25Apr/11
Amazon’s recent EBS outage has once again shown how important it is to architect your application to tolerate failure. This post is the first in a series focused on giving you tips to have Scalr handle failure tolerance for you.
Failure recovery & Failure tolerance
There are two concepts I’d like to define: failure recovery, and failure tolerance. Failure recovery is when a disaster can take your application down, but the app can nevertheless recover from it. Failure tolerance is when a disaster disrupts service, but does not take the application down.
Failure tolerance is more expensive than failure recovery, since you must have redundant servers running. If your application is important enough to you, you might prefer failure tolerance over failure recovery.

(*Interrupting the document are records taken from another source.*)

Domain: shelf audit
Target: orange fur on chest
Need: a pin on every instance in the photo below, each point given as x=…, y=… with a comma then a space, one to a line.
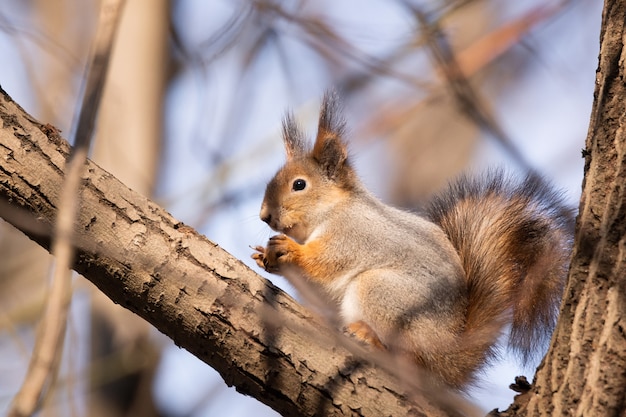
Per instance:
x=311, y=258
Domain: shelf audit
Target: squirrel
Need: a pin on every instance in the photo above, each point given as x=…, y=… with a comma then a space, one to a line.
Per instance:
x=437, y=287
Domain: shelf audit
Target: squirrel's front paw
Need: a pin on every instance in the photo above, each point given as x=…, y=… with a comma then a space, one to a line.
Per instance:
x=279, y=251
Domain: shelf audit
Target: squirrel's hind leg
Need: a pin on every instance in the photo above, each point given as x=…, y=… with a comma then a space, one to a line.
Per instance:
x=363, y=332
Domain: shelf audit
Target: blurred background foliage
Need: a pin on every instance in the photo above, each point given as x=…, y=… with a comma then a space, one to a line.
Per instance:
x=191, y=117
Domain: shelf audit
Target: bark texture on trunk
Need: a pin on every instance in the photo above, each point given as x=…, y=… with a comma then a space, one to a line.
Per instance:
x=257, y=337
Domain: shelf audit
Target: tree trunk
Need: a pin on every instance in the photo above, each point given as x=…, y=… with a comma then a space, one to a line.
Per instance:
x=257, y=337
x=584, y=372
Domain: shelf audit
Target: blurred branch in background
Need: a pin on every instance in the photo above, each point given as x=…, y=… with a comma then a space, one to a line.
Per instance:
x=47, y=352
x=200, y=89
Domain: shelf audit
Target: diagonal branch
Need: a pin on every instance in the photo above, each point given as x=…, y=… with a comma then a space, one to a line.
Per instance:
x=257, y=337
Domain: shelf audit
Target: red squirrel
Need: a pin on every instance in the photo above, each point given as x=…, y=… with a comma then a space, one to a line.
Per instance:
x=438, y=287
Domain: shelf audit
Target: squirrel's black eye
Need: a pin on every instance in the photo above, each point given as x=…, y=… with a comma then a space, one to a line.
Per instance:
x=299, y=184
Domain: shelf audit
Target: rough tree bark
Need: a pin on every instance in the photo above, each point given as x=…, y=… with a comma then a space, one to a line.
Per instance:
x=268, y=346
x=257, y=337
x=584, y=372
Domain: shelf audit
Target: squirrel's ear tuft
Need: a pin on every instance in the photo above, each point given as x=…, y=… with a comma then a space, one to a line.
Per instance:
x=295, y=142
x=329, y=150
x=331, y=121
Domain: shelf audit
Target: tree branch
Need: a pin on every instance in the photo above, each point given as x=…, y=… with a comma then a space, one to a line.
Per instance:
x=257, y=337
x=584, y=370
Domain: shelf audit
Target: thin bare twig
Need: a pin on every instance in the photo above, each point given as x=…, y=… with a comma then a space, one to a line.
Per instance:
x=46, y=356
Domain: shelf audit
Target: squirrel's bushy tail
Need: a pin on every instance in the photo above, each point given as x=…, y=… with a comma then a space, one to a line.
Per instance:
x=514, y=240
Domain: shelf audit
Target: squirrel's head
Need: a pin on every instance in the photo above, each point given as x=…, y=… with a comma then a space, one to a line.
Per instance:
x=313, y=180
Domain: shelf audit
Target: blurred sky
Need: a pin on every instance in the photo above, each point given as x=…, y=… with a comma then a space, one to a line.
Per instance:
x=218, y=116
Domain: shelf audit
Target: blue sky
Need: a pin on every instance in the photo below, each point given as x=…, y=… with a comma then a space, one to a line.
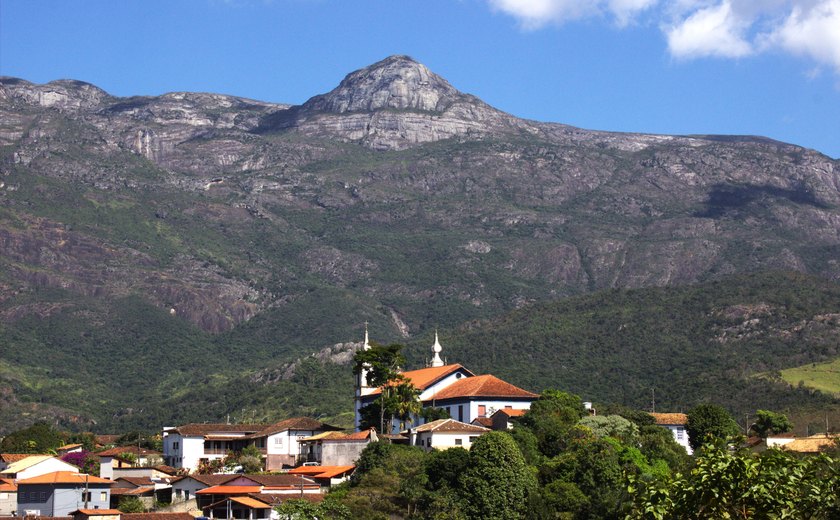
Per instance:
x=762, y=67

That said, how can you get Scalr to handle failure for you?
How to survive an AZ outage
Provided you follow a few best practices, it’s very easy to have Scalr make your site tolerate failure or recover from it.
Say you have a load balancer, web server, and database server (with EBS volume) in the availability zone A. If A goes down, we’ll spin up three similar instances in zone B, take the latest backup snapshot that we made for you of the EBS volume, and mount it on the new database server so you have your data again. Once A comes back online again, you can then recover the data between backup and outage.
How Scalr helps
What Scalr is working on to make this easier
To make this even easier, we changed the defaults for mysql to make snapshots automatic every 24 hours, rotate them 10 times (which means we discard the 11th), and run a backup every 12 hours. The new Scalarizr agent also lets you run mysql instances across multiple AZs.
We also renamed “Choose Randomly” to the more descriptive “AWS-chosen”, and “Place in different zones” to “Distribute equally”.
Finally, we changed the default placement for images to be “Distribute equally”.
Next in this series: How to survive a Region outage, How to survive a Cloud outage, and How to survive degraded functionality
Good stuff. This is the type of investment that the right SaaS mindset requires. No excuses, if you blame Amazon, you aren’t stepping up to win the SaaS game!!
I blogged related to this today…! http://first-productmarketing.blogspot.com/2011/04/rather-than-piling-on-amazonlets-talk.html on the SaaS Mindset!
Ken
Isn’t there a performance cost involved in putting the app server, masters, slaves in different zones?
If so, how can we estimate the impact on performance before performing this change?
In different zones, not really. I haven’t observed increased latency between AZs. If between regions, then yes, you’ll have a performance hit.
Looking forward to how to survive a region outage ;p